This book comprises five chapters. The first two focus on the forgiveness of God, the second two on our forgiveness of others, and chapter five deals with the misnomer of forgiving ourselves.
Although it is an expansion of Gale’s previous booklet, Why must we forgive?, he admits that the present work is not an exhaustive study of the subject. It should be pointed out that this book covers the same ground as From forgiven to forgiving, by Jay Adams, published in 1994.
The tone is contemporary and the style readable, but with these come cultural illustrations which may puzzle a British reader. I have no idea what a ‘Tootsie Roll Pop’ or a ‘gunnysack’ are!
Gale is clear and helpful in his definition of forgiveness. I appreciate his description of forgiveness, the heart of the apostolic gospel, as being the jewel set in the doctrine of justification. These days, I feel that the message of forgiveness has been buried under the strong emphasis on justification.
On the debated issue of whether repentance is a prerequisite for our granting forgiveness to those who offend us, the author is not so clear. He suggests that an expression of repentance is desirable. But, because we may not always be able to discern true repentance, forgiveness must be granted in any case. He points out that forgiveness must be seen as a first step in the restoring of good relationships, and that there are further steps to be pursued beyond an expression of pardon.

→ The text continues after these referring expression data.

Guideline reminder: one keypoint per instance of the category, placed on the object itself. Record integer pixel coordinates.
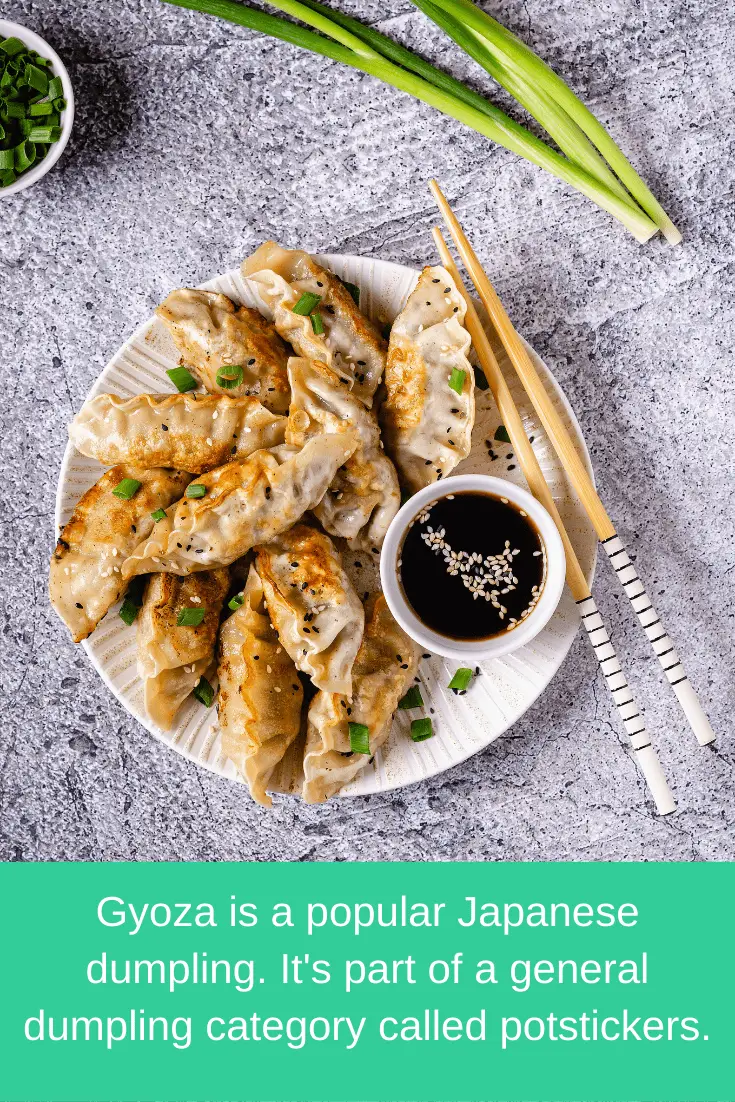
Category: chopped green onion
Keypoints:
(421, 730)
(359, 738)
(307, 303)
(229, 376)
(191, 617)
(412, 699)
(457, 379)
(461, 679)
(127, 488)
(182, 379)
(204, 692)
(195, 489)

The matter of forgiving ourselves is raised because it is an expression used in secular counselling in dealing with feelings of guilt. Christians are troubled by guilt, but the solution is to apply the gospel to ourselves and appreciate God’s forgiveness. There is no biblical injunction to forgive oneself.
A minor annoyance connected with the printing of the book is that the paper cover has a tendency to curl open. That aside, the book makes a useful contribution to the important matter of both being forgiving and being forgiven.